TCP-MCP: Landscape-Guided Co-Evolution of Prompts and Communication Topologies for Multi-Agent Systems
TCP-MCP introduces a co-evolution framework that simultaneously optimizes AI agent prompts and communication network topologies, achieving state-of-the-art accuracy on multiple benchmarks while reducing token consumption by up to 5.69x compared to existing multi-agent systems. The approach treats prompt design and communication structure as interdependent variables rather than independent parameters, offering a practical methodology for cost-efficient multi-agent AI system design.
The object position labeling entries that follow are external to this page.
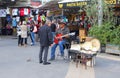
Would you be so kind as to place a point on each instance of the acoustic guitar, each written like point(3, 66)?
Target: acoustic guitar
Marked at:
point(59, 37)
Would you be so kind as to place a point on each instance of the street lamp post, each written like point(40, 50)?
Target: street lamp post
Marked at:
point(100, 12)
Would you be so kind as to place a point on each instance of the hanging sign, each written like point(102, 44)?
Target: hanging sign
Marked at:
point(72, 4)
point(111, 1)
point(3, 12)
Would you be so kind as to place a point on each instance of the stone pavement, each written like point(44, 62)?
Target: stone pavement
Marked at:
point(22, 62)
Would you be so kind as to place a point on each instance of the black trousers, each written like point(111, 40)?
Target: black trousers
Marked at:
point(43, 49)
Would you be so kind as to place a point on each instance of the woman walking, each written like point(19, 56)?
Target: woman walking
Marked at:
point(24, 34)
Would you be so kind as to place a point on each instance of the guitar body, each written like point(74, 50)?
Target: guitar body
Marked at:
point(56, 39)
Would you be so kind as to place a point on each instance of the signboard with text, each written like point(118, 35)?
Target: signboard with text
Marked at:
point(72, 4)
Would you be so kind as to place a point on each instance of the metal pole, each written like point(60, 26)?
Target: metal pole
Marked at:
point(100, 12)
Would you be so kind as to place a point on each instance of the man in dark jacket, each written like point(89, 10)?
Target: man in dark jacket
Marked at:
point(46, 39)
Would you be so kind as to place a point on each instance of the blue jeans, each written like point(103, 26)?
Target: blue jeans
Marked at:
point(32, 36)
point(53, 48)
TCP-MCP addresses a fundamental design problem in multi-agent systems: the interdependence between how agents are instructed (prompts) and how they exchange information (topology). Traditional approaches optimize these elements separately, overlooking how an agent's interpretation of information depends on its directives. This framework uses a landscape probe at initialization to guide early search behavior and Pareto-front diagnostics to balance three competing objectives: accuracy, computational cost, and structural simplicity. The research demonstrates significant practical value by achieving competitive or superior performance on standardized benchmarks—MMLU-Pro (82.66%), MMLU (89.96%), and GSM8K (96.61%)—while dramatically reducing token usage, a critical metric for production deployment costs. This work reflects a broader maturation in multi-agent AI systems, moving beyond monolithic or randomly-structured approaches toward principled, co-optimized designs. The token efficiency gains are particularly important as large language model costs scale with inference volume; a 5.69x reduction represents substantial operational savings for organizations deploying multi-agent reasoning systems. The methodology's reliance on Pareto optimization enables practitioners to select operating points matching their specific constraints—prioritizing accuracy for critical applications or cost-efficiency for resource-constrained scenarios. As multi-agent systems transition from research novelties to production infrastructure, frameworks like TCP-MCP that jointly optimize multiple system dimensions will likely become industry standards, influencing how organizations architect reasoning systems.
- →TCP-MCP co-evolves agent prompts and communication topologies as unified variables, outperforming independently-optimized approaches across three benchmarks.
- →The framework achieves up to 5.69x token efficiency improvements compared to debate-style multi-agent systems at equivalent accuracy levels.
- →Pareto-front optimization enables three-way balancing of task performance, computational cost, and structural complexity for different deployment scenarios.
- →Results suggest joint optimization of prompts and communication structure is more effective than optimizing either component in isolation.
- →The approach uses landscape probing at initialization to calibrate search behavior and guide exploration efficiency.